The Supreme Court gives guidance on what is and isn’t fair
5th December, 2014
Remember your parents telling you as a child that life wasn’t fair?
The Supreme Court has recently given some guidance on what is and isn’t fair, and the consequences of unfair behaviour in consumer credit transactions.
Section 140A of the Consumer Credit Act 1974 (which was added by the Consumer Credit Act 2006) allows the court to review, vary or cancel any credit or loan agreement which is “unfair to the debtor”. This is a much wider discretion than the old “extortionate credit bargains” under the original Consumer Credit Act, and covers the loan being unfair because of:
• the terms of the agreement (or any related agreement);
• the way the lender has behaved in enforcing its rights; or
• anything else done (or not done) by or on behalf of the lender.
In the recent case of Plevin v Paragon Personal Finance Limited ( UKSC 61), Mrs Plevin had borrowed money from Paragon Personal Finance. The loan, and an associated payment protection insurance product (PPI), were sold to Mrs Plevin by an independent broker, LLP Processing (UK) Limited. The loan was for £34,000 and the premium for the PPI was £5,780 which was added on to the loan. Out of the PPI premium, nearly 72% (or £4,150) went to Paragon and LLP as commission. Mrs Plevin’s case hinged on her contention that she was not told about the size of the commission payments and, if she had been, she was unlikely to have entered into the loan.
The court was asked whether that non-disclosure made Mrs Plevin’s relationship with Paragon unfair. The court suggested that sometimes it would be fair not to disclose commission payments and in some cases it would be unfair. In this instance (and without determining at what point fair becomes unfair), the court firmly decided that the size of the hidden commission payments was a long way beyond the tipping point and accordingly that Paragon’s relationship with Mrs Plevin was unfair. The case has been sent back to the High Court for a decision on the appropriate remedy for Mrs Plevin.

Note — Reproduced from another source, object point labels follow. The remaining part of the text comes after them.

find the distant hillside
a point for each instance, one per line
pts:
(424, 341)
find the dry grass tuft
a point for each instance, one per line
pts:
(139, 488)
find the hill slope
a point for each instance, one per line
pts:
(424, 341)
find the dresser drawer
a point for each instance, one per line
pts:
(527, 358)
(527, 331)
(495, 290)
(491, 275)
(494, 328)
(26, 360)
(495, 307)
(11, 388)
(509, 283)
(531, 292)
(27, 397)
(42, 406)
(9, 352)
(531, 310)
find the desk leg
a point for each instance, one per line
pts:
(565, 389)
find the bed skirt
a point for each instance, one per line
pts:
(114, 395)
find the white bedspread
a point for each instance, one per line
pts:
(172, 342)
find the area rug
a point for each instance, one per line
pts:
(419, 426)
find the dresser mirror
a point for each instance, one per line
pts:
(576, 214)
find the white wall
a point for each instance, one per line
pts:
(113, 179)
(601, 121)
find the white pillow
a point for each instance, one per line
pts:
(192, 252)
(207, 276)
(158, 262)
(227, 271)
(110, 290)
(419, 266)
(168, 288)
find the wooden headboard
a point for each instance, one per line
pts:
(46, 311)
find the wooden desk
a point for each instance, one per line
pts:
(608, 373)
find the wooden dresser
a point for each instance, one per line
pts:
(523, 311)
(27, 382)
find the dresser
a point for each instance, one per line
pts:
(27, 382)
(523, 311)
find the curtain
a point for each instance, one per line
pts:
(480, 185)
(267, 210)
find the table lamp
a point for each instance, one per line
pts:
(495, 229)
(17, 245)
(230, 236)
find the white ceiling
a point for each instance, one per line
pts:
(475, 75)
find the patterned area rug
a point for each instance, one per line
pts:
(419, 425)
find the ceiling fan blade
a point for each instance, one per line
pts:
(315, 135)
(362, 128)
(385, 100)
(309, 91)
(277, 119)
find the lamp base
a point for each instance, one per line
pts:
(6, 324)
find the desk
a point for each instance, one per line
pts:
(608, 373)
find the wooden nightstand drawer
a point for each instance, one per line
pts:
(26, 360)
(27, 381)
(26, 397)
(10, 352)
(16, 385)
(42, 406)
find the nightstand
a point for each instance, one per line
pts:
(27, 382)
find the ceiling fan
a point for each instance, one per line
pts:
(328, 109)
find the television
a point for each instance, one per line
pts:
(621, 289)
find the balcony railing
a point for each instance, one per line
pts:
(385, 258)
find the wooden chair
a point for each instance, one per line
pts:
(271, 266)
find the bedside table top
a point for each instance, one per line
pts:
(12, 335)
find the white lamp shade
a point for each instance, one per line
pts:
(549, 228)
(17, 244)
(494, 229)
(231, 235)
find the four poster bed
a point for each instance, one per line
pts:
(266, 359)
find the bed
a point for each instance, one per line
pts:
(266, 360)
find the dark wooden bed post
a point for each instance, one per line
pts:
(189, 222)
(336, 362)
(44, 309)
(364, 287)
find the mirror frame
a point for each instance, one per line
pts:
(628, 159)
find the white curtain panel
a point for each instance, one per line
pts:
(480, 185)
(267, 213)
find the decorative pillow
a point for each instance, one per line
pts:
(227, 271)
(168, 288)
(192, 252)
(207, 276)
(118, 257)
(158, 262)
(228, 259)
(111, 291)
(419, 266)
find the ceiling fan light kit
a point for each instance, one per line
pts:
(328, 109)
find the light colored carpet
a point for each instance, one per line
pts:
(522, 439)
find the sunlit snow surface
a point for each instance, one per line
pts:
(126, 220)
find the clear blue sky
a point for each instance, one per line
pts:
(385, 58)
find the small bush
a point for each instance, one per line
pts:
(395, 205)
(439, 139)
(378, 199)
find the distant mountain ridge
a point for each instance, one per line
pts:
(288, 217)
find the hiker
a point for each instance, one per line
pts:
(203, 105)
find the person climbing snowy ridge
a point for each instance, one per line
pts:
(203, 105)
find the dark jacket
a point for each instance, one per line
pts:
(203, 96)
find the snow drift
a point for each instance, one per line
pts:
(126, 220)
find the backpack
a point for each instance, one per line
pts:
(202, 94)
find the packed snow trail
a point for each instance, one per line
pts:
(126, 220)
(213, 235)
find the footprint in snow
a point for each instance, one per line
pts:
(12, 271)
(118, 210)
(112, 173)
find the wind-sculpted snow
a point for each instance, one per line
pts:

However, in a helpful judgment for lenders, the court clarified the meaning of “on behalf of”. Section 140A is not just concerned with anything done by the lender, but also anything done on the lender’s behalf – which of course could be well outside the lender’s control. The court made it clear that this only covers agency arrangements and in this case, LLP was acting as Mrs Plevin’s agent, and not for Paragon.